Overall, your model is over-specified.
So my approach to these kind of problem is usually the following:
-
Understand the structure of the input. I usually do a pairplot of the predictors. In this case, it is clear that you have predictors that are common among departments, and you have N departments (usually treated as random effect)
-
Start with a simple model that capture the structure of the data.
In your case, since it is a multinomial regression, you need to be careful re normalization in the softmax. I find that the most stable way is to modelk-1
categories and stack a columns of 0s at the end:
# make sure there is no missing data here
groupX = X_full.loc[idx['seinemaritime',:], :].iloc[:, :n_regressors-1].values
Ndpt = len(np.unique(dptmts_idx))
date_idx, date_names = X_full.index.get_level_values(1).factorize(sort=True)
with pm.Model() as hier_model:
dpt_interp = pm.Normal('dpt_interp', 0., 1., shape=(Ndpt, n_parties-1))
fixed_effect = pm.Normal('fixed', 0., 1., shape=(n_regressors-1, n_parties-1))

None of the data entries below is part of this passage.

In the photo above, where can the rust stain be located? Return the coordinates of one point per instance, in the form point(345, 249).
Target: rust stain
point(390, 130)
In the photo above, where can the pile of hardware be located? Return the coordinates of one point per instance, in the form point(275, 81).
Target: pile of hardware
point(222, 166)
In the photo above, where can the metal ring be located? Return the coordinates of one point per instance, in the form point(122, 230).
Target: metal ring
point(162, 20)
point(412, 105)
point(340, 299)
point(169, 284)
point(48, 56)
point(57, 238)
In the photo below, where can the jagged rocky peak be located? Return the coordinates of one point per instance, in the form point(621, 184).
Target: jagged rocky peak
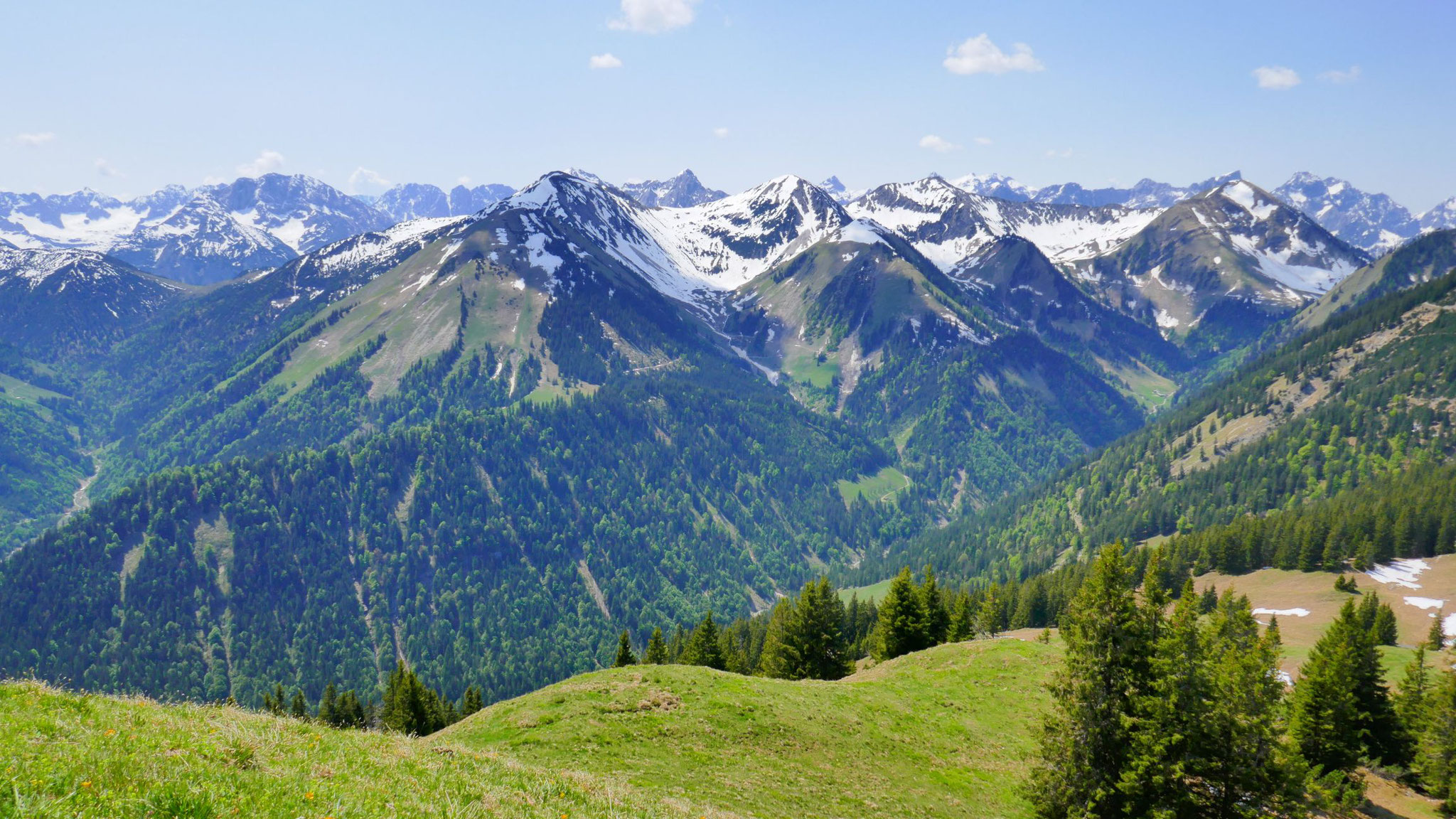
point(683, 190)
point(1374, 222)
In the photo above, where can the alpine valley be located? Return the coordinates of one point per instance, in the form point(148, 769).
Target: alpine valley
point(264, 434)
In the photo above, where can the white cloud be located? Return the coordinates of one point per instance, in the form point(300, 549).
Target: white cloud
point(365, 181)
point(654, 16)
point(1342, 76)
point(980, 55)
point(267, 162)
point(938, 144)
point(1276, 77)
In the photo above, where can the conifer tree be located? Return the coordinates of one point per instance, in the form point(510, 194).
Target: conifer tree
point(1086, 741)
point(1414, 692)
point(326, 705)
point(989, 614)
point(411, 707)
point(625, 656)
point(1342, 709)
point(901, 620)
point(963, 619)
point(1436, 755)
point(936, 616)
point(472, 701)
point(781, 649)
point(655, 649)
point(702, 648)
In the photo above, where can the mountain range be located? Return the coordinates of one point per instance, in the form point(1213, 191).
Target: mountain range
point(218, 232)
point(593, 414)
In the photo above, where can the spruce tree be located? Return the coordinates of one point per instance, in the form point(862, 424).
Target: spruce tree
point(326, 705)
point(781, 651)
point(702, 648)
point(472, 701)
point(1436, 755)
point(963, 619)
point(989, 616)
point(1342, 709)
point(299, 707)
point(901, 620)
point(1414, 694)
point(1086, 739)
point(936, 616)
point(625, 656)
point(655, 649)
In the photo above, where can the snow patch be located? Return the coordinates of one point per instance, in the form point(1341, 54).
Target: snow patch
point(1400, 573)
point(1424, 602)
point(1283, 612)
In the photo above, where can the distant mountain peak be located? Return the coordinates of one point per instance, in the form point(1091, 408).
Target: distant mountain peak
point(1372, 222)
point(683, 190)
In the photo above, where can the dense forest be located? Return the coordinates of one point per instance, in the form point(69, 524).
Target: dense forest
point(1369, 395)
point(650, 503)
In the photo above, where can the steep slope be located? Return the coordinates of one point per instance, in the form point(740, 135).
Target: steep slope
point(1146, 193)
point(62, 302)
point(884, 742)
point(680, 191)
point(141, 758)
point(203, 237)
point(201, 244)
point(1371, 222)
point(1440, 218)
point(995, 186)
point(1219, 269)
point(658, 498)
point(1414, 262)
point(410, 201)
point(948, 225)
point(300, 212)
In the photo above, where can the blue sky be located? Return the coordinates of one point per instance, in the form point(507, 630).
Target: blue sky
point(127, 97)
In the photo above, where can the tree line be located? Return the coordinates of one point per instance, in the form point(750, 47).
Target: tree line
point(1165, 707)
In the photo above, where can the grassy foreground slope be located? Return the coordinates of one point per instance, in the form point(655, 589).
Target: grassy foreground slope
point(1312, 592)
point(946, 732)
point(102, 756)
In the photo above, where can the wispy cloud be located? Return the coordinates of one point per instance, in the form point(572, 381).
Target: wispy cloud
point(363, 181)
point(1342, 76)
point(267, 162)
point(36, 140)
point(980, 55)
point(938, 144)
point(1276, 77)
point(654, 16)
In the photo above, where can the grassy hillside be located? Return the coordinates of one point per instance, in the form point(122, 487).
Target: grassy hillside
point(944, 732)
point(101, 756)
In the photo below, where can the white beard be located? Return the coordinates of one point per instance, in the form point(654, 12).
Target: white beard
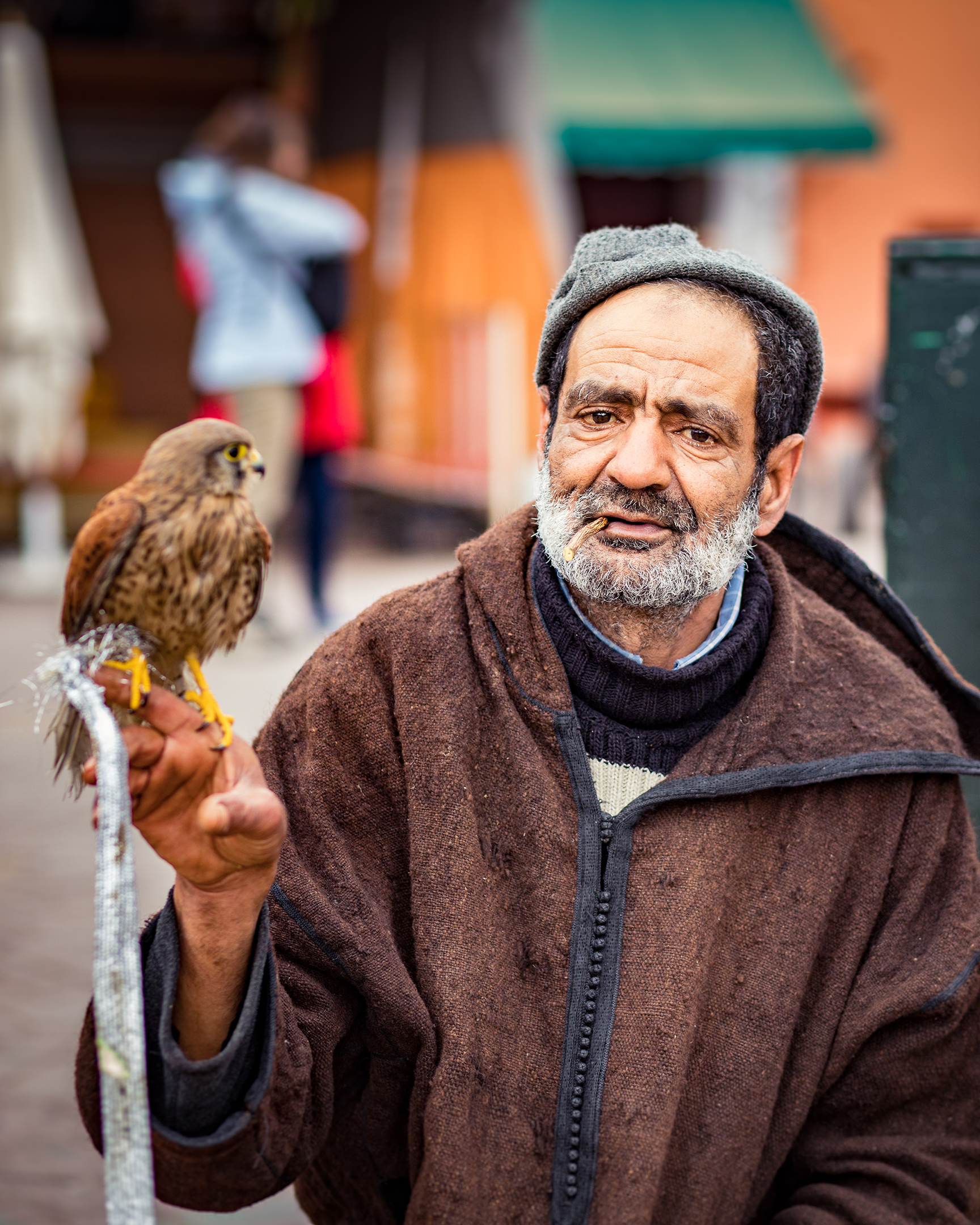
point(677, 575)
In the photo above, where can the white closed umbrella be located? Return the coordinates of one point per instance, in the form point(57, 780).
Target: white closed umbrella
point(50, 318)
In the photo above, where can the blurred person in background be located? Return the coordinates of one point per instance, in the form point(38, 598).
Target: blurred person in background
point(248, 230)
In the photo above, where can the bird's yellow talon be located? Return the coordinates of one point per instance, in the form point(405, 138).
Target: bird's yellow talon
point(206, 702)
point(139, 670)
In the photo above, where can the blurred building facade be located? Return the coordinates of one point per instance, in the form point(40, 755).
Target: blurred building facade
point(479, 138)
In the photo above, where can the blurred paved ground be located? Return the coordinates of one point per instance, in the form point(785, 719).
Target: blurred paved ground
point(49, 1173)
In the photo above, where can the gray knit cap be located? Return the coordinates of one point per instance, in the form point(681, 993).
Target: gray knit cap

random_effect = pm.Normal('random', 0., 1., shape=n_parties-1)
results_est = dpt_interp[dptmts_idx] +\
tt.dot(groupX, fixed_effect)[date_idx]+\
X_full['chomage'].values[:, None]*random_effect
results_est = tt.concatenate(tensor_list=[results_est,
tt.zeros((X_full.shape[0], 1))],
axis=1)
probs = pm.Deterministic('probs', tt.nnet.softmax(results_est))
likelihood = pm.Multinomial('likelihood',
n=y_full.sum(axis=1),
p=probs,
observed=y_full.values)
# might need to increase tunning
trace = pm.sample(1000, tune=1000, cores=4, random_seed=RANDOM_SEED)
- add hyperpriors. I dont think it is too useful to put hyperprior on the
mus
of the coefficients (again, given the softmax), but it might help to put prior on the sigmas (even hierarchical ones)